All Czech-language articles were censored by Sudeten German Nazis, who had some knowledge of Czech but whose limited intelligence was unequal to the hidden allusions and subtle irony of Milena’s articles. It never occurred to them that Czech readers might not take Milena’s fulsome praise of German soldiers at its face value. Such passages as the following flattered their national pride: “Formerly, when a whole regiment of Czech soldiers marched past under our windows, the merry clip-clop of their steps sounded peacefully through the streets; today, when a single German soldier walks through a cafe, his firm tread makes the glasses ring and plaster fall from the ceiling….” And she goes on: “The Germans are as well able to command as to obey. Their soldiers tremble in fear of their superiors and carry out orders without question. How very different, how utterly unsoldierly, were the Czech officers, who far from shouting at their subordinates, spoke kindly to them, until the soldiers realized that what was being asked of them made sense….” This of course was pure irony. But the ignorant Nazi censors swallowed it hook, line, and sinker.

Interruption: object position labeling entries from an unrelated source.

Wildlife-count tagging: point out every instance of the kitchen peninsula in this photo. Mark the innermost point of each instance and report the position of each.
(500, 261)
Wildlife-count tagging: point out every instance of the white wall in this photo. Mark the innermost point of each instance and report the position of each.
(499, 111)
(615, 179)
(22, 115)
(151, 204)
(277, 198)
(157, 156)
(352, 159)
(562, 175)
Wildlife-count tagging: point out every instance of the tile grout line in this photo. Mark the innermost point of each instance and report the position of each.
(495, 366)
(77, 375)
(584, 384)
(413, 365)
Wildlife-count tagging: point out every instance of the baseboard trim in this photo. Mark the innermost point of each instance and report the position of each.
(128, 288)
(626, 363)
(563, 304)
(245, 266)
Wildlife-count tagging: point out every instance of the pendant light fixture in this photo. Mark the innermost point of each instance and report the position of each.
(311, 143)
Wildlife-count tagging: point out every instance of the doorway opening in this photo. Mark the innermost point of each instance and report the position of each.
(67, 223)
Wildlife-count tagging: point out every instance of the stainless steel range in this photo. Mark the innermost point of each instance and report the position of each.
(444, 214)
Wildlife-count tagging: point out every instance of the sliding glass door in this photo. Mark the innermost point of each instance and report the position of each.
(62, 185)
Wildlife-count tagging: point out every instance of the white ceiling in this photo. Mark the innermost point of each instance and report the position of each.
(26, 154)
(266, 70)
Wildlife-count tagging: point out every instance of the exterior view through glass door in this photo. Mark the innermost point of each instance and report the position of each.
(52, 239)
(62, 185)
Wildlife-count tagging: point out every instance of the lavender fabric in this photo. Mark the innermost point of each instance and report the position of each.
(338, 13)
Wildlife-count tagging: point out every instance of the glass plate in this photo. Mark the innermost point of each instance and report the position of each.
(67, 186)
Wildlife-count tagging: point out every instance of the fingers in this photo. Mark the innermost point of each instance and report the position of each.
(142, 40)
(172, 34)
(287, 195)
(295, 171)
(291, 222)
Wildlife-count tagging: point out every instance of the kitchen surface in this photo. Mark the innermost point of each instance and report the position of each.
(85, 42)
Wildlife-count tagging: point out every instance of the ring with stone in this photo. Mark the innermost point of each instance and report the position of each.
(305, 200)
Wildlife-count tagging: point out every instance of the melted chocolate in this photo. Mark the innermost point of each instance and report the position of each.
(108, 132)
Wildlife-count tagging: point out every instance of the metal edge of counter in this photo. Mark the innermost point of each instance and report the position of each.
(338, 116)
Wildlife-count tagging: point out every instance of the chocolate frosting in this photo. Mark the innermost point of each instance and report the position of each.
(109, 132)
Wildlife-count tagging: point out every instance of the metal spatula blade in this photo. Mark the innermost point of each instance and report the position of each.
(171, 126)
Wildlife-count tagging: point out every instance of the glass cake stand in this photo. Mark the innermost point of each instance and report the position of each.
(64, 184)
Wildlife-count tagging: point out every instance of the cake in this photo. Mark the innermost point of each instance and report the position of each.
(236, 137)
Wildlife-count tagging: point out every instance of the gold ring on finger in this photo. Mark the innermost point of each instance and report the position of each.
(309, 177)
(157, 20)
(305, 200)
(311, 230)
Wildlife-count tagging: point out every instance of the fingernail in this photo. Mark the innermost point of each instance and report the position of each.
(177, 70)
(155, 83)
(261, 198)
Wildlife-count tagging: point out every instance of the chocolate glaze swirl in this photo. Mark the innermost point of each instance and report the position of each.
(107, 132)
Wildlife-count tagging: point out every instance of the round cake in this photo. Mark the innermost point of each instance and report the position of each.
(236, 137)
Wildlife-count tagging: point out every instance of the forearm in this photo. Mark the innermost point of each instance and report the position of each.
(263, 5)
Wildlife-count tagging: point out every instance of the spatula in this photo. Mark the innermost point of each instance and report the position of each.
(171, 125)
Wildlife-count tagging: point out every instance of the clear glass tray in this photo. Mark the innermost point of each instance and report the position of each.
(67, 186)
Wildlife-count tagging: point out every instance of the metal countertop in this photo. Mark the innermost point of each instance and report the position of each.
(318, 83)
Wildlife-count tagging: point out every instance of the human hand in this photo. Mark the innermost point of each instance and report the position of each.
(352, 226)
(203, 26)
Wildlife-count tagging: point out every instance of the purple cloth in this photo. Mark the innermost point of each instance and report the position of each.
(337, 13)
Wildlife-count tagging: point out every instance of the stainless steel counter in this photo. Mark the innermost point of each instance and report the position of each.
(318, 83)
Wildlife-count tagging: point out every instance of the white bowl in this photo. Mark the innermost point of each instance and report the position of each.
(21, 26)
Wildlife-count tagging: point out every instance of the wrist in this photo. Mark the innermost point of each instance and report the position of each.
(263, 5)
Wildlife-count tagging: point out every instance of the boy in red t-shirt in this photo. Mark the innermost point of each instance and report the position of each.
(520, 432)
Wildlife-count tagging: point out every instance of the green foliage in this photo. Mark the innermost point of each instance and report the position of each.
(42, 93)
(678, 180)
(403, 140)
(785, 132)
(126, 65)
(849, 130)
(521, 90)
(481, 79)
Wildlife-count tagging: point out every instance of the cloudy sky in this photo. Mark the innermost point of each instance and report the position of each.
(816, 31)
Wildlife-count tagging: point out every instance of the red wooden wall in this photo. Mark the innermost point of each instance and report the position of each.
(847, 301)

Not so Herr von Wolmar when Milena’s article was brought to him in translation. He was intelligent enough to see through her little game. He sent for her and received her unsmilingly. “Tell me,” he said, “did you ever hear German soldiers sing that song? Are you, or are you not, aware that it was written by the Communist Bertolt Brecht?” Milena played innocent. No, she didn’t know. She had heard the song somewhere, she couldn’t remember when or where. But she had never doubted for a moment that it was a German soldiers’ song, because it sounded so very soldierly and so very German. By the time she concluded with a friendly smile, Herr von Wolmar’s temper was at boiling point. He threw the pencil he had been toying with in her face and shouted, “Enough! There are limits to everything. Do you think I was born yesterday?”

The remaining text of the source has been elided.